The settlement, announced Wednesday, will restore the “vast majority” of $400 million in federal grants that the Trump administration had frozen, the New York-based institution stated. Columbia will also regain access to billions of dollars in current and future federal funding.
The university said the agreement formalizes reforms announced in March to address harassment against Jews, including hiring additional public safety personnel, modifying disciplinary processes, and promoting “an inclusive and respectful learning environment.”
The settlement also requires Columbia to maintain merit-based admissions and discontinue programs that promote “unlawful efforts to achieve race-based outcomes, quotas [and] diversity targets.”
Columbia will pay the federal government $200 million over three years, plus $21 million to settle Equal Employment Opportunity Commission claims.
Acting President Claire Shipman described the settlement as “substantial” but said the university could not continue in a situation that would “jeopardize our status as a world-leading research institution.”
“We carefully explored all options open to us,” Shipman stated. “We might have achieved short-term litigation victories, but not without incurring deeper long-term damage โ the likely loss of future federal funding, the possibility of losing accreditation, and the potential revocation of visa status of thousands of international students.”
While Columbia did not accept the Trump administration’s findings that it violated civil rights law by ignoring harassment of Jews, Shipman acknowledged the “very serious and painful challenges our institution has faced with antisemitism” and stated “there is still more to do.”
The settlement represents a victory for Trump’s efforts to increase control over higher education, including campus activism supporting Palestine and other causes.
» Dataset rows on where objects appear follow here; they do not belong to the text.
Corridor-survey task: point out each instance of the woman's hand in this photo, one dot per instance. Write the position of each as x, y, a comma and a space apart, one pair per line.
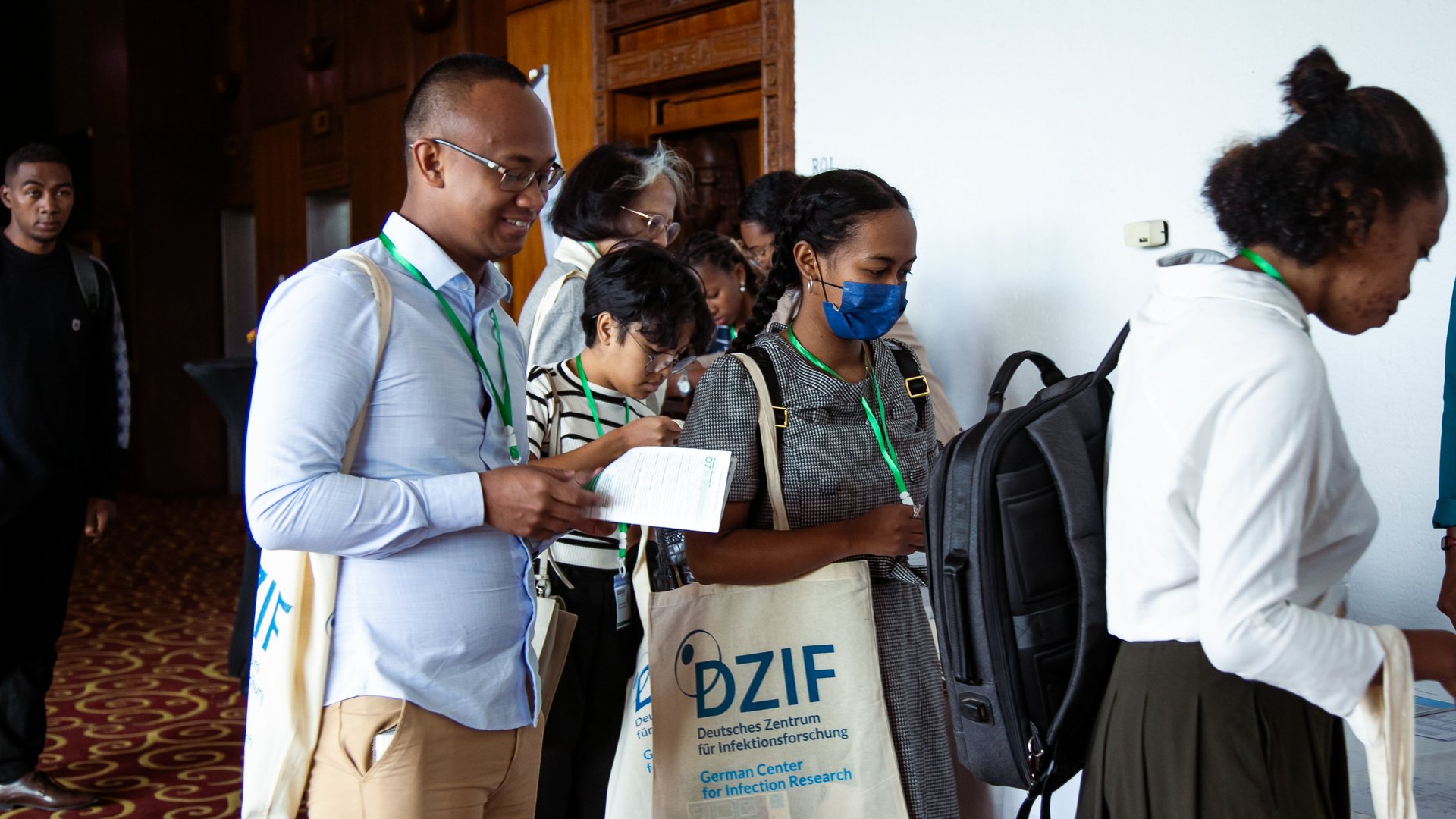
1433, 656
890, 531
658, 430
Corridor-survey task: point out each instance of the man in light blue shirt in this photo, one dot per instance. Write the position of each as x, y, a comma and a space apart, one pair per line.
430, 654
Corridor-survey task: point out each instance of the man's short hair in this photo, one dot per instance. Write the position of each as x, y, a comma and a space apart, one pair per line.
446, 83
36, 153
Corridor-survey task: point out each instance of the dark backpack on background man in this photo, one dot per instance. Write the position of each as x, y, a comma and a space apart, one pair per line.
1017, 553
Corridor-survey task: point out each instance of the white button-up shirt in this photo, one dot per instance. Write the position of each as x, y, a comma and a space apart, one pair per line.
1234, 504
433, 605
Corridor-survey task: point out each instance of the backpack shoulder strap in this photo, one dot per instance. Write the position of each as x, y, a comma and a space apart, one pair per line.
384, 300
548, 302
761, 372
770, 381
916, 385
86, 278
555, 411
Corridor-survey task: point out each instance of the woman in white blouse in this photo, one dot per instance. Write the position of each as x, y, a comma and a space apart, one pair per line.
1234, 503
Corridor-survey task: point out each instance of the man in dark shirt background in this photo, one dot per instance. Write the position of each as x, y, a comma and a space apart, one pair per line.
57, 452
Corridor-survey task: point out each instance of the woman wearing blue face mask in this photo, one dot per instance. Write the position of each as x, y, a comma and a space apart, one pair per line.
855, 453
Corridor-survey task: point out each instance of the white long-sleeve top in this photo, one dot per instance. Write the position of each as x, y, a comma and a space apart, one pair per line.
1234, 503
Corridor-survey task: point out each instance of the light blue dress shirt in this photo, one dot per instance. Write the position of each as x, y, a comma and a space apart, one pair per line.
433, 607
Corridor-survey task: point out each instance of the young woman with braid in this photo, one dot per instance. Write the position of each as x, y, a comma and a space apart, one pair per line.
730, 281
846, 242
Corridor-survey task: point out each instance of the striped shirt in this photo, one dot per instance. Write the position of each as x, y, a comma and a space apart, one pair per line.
573, 413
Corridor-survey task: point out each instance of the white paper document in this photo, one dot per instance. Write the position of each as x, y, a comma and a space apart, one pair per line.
667, 487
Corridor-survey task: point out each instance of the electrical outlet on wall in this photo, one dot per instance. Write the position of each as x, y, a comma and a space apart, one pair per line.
1145, 234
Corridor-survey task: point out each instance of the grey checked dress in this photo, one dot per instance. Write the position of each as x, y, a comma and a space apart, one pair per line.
833, 471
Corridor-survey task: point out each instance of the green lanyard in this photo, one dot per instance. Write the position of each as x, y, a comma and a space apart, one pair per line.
626, 419
877, 426
1260, 262
503, 404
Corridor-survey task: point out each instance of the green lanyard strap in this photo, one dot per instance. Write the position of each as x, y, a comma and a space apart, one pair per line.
501, 403
1263, 264
596, 419
877, 426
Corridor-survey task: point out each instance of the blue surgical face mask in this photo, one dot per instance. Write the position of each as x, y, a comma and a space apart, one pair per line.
865, 311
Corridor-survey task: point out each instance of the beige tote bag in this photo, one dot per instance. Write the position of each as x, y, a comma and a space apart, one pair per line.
767, 700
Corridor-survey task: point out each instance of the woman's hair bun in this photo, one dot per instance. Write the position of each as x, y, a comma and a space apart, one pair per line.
1315, 82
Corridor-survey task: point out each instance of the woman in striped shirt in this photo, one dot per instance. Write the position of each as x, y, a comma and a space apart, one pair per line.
644, 316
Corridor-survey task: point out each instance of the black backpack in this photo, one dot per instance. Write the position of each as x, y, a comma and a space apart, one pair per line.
1015, 544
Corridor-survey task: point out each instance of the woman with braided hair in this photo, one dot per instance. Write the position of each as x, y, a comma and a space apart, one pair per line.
730, 280
855, 455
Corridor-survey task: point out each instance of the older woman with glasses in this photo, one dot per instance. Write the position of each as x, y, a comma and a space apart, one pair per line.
613, 194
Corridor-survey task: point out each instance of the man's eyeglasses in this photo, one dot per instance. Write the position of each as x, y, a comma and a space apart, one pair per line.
657, 223
658, 362
513, 180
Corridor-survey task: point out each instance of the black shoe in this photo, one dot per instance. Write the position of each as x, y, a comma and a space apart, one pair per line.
39, 790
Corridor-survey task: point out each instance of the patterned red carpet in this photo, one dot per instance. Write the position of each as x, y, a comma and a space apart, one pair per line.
142, 708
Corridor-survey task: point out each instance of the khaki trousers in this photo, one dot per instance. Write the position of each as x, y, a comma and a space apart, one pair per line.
435, 768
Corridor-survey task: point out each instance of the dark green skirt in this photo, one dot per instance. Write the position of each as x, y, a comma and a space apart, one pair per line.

Trump called the agreement “historic” on Truth Social, writing that “numerous other Higher Education Institutions that have hurt so many, and been so unfair and unjust, and have wrongly spent federal money” would follow.
Columbia University Apartheid Divest (CUAD), a student activist group, criticized the settlement as an effective bribe, posting on X: “Imagine selling your students out just so you can pay Trump $221 million dollars and keep funding genocide.”
Columbia was among dozens of US universities experiencing protests against Israel’s war in Gaza during spring and summer 2024. Many Jewish students and faculty complained that campus demonstrations became anti-Semitic, while pro-Palestinian advocates accused critics of wrongly conflating opposition to Israel with hatred of Jews.
Tuesday, Columbia’s Judicial Board announced it had completed disciplinary proceedings against students who participated in protests at the university’s main library in May and the “Revolt for Rafah” encampment. CUAD reported nearly 80 students were expelled or suspended for one to three years for joining protests, sanctions that “hugely” exceeded precedent for non-Palestine-related demonstrations.